Consider the following situation where you have Database servers, and you realize you want to monitor memory/disk usage. Amazon CloudWatch does not provide this metric out-of-the-box, and You'll need to set up extra privileges to send custom data to CloudWatch. If you have an IAM "Database" Role, you can easily attach new policies to your existing Database instances to let them send Memory reports to CloudWatch. No IAM Roles ? You have to recreate your Database instances, or give them permission individually.
Amazon lets you snapshot EBS volumes, however in case you use several volumes on the same machine (in RAID configuration, multiple EBS volumes for your database), it is impossible to guarantee the integrity of those snapshots, which may happen at different times on the different EBS volumes.
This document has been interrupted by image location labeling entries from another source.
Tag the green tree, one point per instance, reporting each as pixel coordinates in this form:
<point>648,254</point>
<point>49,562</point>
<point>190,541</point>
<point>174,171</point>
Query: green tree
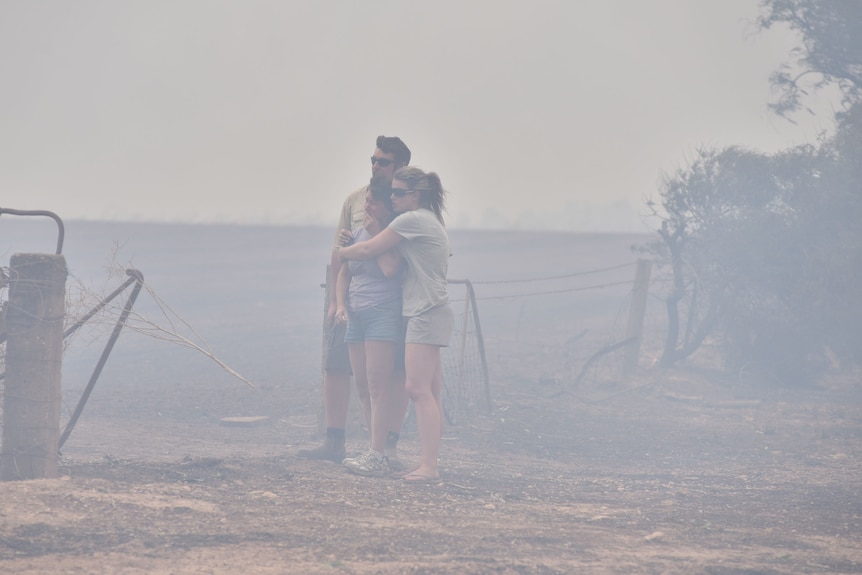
<point>830,53</point>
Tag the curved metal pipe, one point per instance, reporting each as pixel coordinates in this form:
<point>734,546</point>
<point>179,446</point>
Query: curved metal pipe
<point>62,230</point>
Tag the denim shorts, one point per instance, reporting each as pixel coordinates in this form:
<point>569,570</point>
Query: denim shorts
<point>379,323</point>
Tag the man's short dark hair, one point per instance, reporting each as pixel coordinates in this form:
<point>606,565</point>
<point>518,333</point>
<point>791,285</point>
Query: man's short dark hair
<point>393,145</point>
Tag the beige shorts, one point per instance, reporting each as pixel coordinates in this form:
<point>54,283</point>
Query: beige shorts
<point>431,327</point>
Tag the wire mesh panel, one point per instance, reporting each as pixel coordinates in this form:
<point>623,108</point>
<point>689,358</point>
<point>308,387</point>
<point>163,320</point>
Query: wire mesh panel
<point>466,387</point>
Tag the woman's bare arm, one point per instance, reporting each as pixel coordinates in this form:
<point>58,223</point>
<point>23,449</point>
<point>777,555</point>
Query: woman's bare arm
<point>381,243</point>
<point>341,286</point>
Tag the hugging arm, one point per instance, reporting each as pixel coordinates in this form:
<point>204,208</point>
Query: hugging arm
<point>379,244</point>
<point>341,286</point>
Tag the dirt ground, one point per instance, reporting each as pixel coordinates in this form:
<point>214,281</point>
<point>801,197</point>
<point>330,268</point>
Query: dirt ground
<point>686,471</point>
<point>668,473</point>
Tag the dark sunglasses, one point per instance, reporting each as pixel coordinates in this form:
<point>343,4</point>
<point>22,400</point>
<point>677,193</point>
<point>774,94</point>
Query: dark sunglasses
<point>382,162</point>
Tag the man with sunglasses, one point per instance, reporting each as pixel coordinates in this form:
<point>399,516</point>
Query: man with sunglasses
<point>390,154</point>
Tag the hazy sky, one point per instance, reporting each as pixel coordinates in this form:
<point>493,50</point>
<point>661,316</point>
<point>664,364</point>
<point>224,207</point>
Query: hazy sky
<point>536,114</point>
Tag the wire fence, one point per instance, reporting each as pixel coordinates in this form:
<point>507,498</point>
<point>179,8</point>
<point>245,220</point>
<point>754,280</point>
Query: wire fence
<point>555,325</point>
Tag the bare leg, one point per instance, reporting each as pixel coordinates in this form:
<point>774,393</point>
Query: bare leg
<point>379,357</point>
<point>357,362</point>
<point>423,368</point>
<point>397,403</point>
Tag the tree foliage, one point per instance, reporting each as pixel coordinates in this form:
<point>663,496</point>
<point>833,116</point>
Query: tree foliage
<point>831,52</point>
<point>766,250</point>
<point>766,255</point>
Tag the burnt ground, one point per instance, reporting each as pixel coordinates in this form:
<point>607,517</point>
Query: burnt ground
<point>680,471</point>
<point>668,473</point>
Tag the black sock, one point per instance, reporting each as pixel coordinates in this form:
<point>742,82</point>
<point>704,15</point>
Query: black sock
<point>335,434</point>
<point>392,439</point>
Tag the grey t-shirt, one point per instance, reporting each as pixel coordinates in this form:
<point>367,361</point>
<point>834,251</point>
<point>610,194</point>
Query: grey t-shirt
<point>425,249</point>
<point>369,286</point>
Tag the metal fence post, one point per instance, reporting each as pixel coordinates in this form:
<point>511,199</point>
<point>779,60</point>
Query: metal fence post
<point>636,316</point>
<point>34,349</point>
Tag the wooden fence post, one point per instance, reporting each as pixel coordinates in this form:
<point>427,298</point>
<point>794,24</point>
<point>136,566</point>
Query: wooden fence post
<point>636,316</point>
<point>34,349</point>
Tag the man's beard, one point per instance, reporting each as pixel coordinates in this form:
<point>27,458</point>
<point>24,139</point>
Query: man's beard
<point>379,184</point>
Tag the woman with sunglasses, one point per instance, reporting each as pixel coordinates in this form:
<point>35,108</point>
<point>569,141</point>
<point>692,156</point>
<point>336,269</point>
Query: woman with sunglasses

Always ensure no data is written (stop the VM, or use application specific code (eg db.fsyncLock()
) to ensure no data is written during the snapshot.
CloudWatch
Create alerts for anormal behavior of your machines, and configure to send notifications via Amazon SNS (eg email addresses) in case of problems. Having exception notifiers on your application won't help if your server cannot even be pinged. On the other hand, apart from 500 error codes Amazon has little information on your application and how it is supposed to work, you should consider adding application-specific health monitoring.